Diversità Combinatoriale e Giunzionale

La diversità del repertorio anticorpale prodotta dalla Ricombinazione V(D)J ha due componenti: combinatoriale (quali segmenti V, D, J vengono scelti) e giunzionale (cosa accade nei punti di giunzione tra i segmenti).

Diversità combinatoriale

Deriva dal numero di combinazioni possibili dei segmenti V, D, J:

  • Catena pesante — i segmenti V sono tra 38 e 46, i D sono 23, i J sono 6.
  • Catena leggera — nessun D; V tra 30 e 40, J tra 4 e 5.
  • Regione costante della catena pesante: 9 combinazioni (μ, δ, γ, ε, α). È però scorretto inserirla nel calcolo della diversità, perché non c’entra con l’antigene riconosciuto: funziona a parità di regione variabile.

Combinando catena pesante e leggera si ottiene circa 46 × 23 × 6 × 30 × 5 combinazioni. Questo valore è ancora lontano da 10¹⁵: la diversità combinatoriale da sola non basta.

Diversità giunzionale

Si genera nei punti di giunzione tra i segmenti scelti e moltiplica enormemente la variabilità.
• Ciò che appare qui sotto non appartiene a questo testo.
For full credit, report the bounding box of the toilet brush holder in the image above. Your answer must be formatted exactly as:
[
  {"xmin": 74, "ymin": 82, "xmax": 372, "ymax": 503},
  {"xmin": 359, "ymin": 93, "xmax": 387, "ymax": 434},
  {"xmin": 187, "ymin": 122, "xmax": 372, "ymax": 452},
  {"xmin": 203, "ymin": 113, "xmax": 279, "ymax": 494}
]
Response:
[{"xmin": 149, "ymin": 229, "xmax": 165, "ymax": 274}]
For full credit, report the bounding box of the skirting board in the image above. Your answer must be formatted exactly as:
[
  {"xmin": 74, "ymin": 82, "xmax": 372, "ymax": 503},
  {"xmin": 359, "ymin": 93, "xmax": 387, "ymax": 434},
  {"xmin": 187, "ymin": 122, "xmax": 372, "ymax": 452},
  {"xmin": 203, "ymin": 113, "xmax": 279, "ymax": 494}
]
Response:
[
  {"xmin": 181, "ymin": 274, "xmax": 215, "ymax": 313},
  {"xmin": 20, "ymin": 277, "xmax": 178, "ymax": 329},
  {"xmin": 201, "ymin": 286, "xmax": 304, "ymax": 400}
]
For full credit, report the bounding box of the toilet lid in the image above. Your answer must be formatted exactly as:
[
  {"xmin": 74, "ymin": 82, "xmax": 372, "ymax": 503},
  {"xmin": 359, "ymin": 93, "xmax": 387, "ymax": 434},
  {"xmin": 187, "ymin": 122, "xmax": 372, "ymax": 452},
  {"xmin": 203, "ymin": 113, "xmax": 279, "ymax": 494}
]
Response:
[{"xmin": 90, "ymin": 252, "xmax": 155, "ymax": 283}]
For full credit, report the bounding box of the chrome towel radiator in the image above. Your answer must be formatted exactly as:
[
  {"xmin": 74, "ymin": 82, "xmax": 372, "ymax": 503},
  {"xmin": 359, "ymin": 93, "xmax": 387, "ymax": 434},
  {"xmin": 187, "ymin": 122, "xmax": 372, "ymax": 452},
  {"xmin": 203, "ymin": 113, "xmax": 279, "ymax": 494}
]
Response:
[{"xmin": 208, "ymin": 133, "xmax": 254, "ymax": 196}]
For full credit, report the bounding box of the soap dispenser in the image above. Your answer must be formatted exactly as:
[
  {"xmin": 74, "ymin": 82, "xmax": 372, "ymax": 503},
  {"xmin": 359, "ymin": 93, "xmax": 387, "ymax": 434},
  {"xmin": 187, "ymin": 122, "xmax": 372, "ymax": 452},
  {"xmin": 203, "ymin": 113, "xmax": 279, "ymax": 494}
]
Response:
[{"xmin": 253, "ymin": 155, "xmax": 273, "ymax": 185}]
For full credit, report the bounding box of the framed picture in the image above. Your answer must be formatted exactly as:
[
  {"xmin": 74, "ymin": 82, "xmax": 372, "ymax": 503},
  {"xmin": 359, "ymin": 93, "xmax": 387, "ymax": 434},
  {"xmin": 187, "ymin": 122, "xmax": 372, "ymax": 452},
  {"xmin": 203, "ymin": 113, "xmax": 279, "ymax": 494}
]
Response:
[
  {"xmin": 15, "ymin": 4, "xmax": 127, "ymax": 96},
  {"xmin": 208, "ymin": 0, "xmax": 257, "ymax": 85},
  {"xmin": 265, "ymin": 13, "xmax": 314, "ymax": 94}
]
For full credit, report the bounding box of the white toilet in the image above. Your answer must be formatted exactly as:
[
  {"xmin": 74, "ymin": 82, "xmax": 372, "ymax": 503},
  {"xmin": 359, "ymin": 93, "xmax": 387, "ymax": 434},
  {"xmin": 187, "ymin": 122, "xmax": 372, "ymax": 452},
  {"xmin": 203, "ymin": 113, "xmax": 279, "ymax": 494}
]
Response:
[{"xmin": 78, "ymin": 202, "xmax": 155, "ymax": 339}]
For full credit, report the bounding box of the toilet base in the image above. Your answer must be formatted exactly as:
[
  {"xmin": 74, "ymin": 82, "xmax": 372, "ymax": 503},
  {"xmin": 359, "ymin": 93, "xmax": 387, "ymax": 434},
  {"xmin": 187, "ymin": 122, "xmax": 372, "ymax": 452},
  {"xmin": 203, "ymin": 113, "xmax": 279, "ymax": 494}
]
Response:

Ha due origini, entrambe dovute agli enzimi della ricombinasi:

  1. Sito di taglio variabile — l’enzima Artemis non ha un sito di taglio specifico e può tagliare la hairpin prima o dopo: a parità di pacchetto scelto, cellule diverse ottengono un punto di taglio differente.
  2. Aggiunta/rimozione di nucleotidi — vengono tolti nucleotidi e aggiunti nucleotidi nuovi (nucleotidi P, aggiunti su stampo dalla DNA polimerasi; nucleotidi N, aggiunti a caso senza stampo dalla TdT), creando sequenze che prima non esistevano.

Mentre la diversità combinatoriale ricombina sequenze già preesistenti, la diversità giunzionale può davvero creare sequenze nuove. È però anche pericolosa: l’inserimento di nucleotidi casuali può generare un codone di stop o un frameshift (se non multiplo di 3), che altera la lettura di tutta la sequenza a valle e dipende anche da dove ha tagliato Artemis.

Corrispondenza con le regioni dell’anticorpo

La regione di diversità giunzionale coincide con la regione di ipervariabilità della Fab, mentre le regioni di diversità combinatoriale costituiscono la regione “variabile” propriamente detta. Le due estremità di DNA, mentre lo spazio tra loro viene colmato, sono tenute in posizione da Rag1/Rag2 a una distanza precisa, da 0 a un massimo di 20 nucleotidi.